Ding received his bachelor’s and master’s degrees from Shanghai Medical University, completed graduate medical education at the National University of Singapore and a postdoctoral research fellowship at the University of Pittsburgh.
Irvin Youngberg Award in Applied Sciences
Jie Han is the Roy A. Roberts Distinguished Professor of Geotechnical Engineering in KU’s Department of Civil, Environmental & Architectural Engineering. His research has been applied in Kansas infrastructure to make roads, bridges and pipelines more enduring.
Jie Han is the Roy A. Roberts Distinguished Professor of Geotechnical Engineering in KU’s Department of Civil, Environmental & Architectural Engineering. His research has been applied in Kansas infrastructure to make roads, bridges and pipelines more enduring.
When roads, bridges and pipelines are constructed, engineers need to consider how soil and rock can support them safely and sustainably. One of Han’s many discoveries involves geosynthetics, manufactured polymers added to soils to improve strength and stiffness for infrastructure foundations. Methods that Han developed have been added to multiple professional and regulatory guidelines, such as the Federal Highway Administration’s geosynthetic design and construction manual and the American Association of State Highway & Transportation Officials’ bridge design specification.
To accommodate changes to where people live, more and more infrastructure is being built on soft soil. Han developed analytical models to assess the reliability of column-supported embankments in these soils. Several papers published from this work have been awarded by international associations and conferences between 2014 and 2022.
Han earned a bachelor’s degree in geotechnical engineering from Tongji University and a doctorate in civil engineering from Georgia Institute of Technology.
Dolph Simons Award in Biomedical Sciences
David Poole is a University Distinguished Professor of Kinesiology & Physiology and director of the Cardiorespiratory Exercise Lab at Kansas State University.
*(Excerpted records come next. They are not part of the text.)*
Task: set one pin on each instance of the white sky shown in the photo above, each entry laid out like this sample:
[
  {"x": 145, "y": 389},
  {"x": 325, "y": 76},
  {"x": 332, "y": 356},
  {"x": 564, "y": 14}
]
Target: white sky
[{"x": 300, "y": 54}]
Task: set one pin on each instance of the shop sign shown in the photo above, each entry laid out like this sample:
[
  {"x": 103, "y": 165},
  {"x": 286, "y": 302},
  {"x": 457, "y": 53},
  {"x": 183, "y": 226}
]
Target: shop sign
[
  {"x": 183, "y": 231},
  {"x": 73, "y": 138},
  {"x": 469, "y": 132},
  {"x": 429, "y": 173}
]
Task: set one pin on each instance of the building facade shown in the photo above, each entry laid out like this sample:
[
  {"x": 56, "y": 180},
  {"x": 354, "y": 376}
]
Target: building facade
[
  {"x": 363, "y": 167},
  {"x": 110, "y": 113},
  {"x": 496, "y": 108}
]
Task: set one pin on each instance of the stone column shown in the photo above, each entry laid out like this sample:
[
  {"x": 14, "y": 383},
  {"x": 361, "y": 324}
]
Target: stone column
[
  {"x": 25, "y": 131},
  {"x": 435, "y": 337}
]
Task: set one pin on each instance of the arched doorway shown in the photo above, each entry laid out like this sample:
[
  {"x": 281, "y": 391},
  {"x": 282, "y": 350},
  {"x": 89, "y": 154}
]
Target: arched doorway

He holds the Coffman Chair for Distinguished University Teaching Scholars and the Elizabeth Chapin Burke Chair for Health and Human Sciences and is a world-renowned expert on how the body transports and uses oxygen during exercise.
Poole is one of the most internationally recognized scholars in his field both numerically and qualitatively. A ranking published by Stanford University included him in the top 2% of most-cited researchers worldwide across all disciplines. Another analysis named him the fourth most-published researcher on oxygen from 2013 to 2023. Poole’s work on capillary recruitment during exercise challenges the Nobel-prize winning findings of August Krogh from the early 20th century. His contemporary microcirculation model identifies novel therapeutic targets for treating cardiovascular and metabolic diseases
Poole’s work on gas exchange bridges the gap from the microscopic to the body in motion. His work has diverse applications from reducing lung damage in racing horses to improving anesthesia protocols in elephants and understanding, the determinants of fatigue and exercise intolerance in elite athletes and patient populations. From bench-top science to bedside Poole’s work identifying the limitations to oxygen movement has helped heart disease treatment and patient quality of life.
Poole earned a bachelor’s degree in applied physiology/exercise science from Liverpool Polytechnic, a doctorate in kinesiology from the University of California, Los Angeles, and a doctorate in physiology from John Moores University.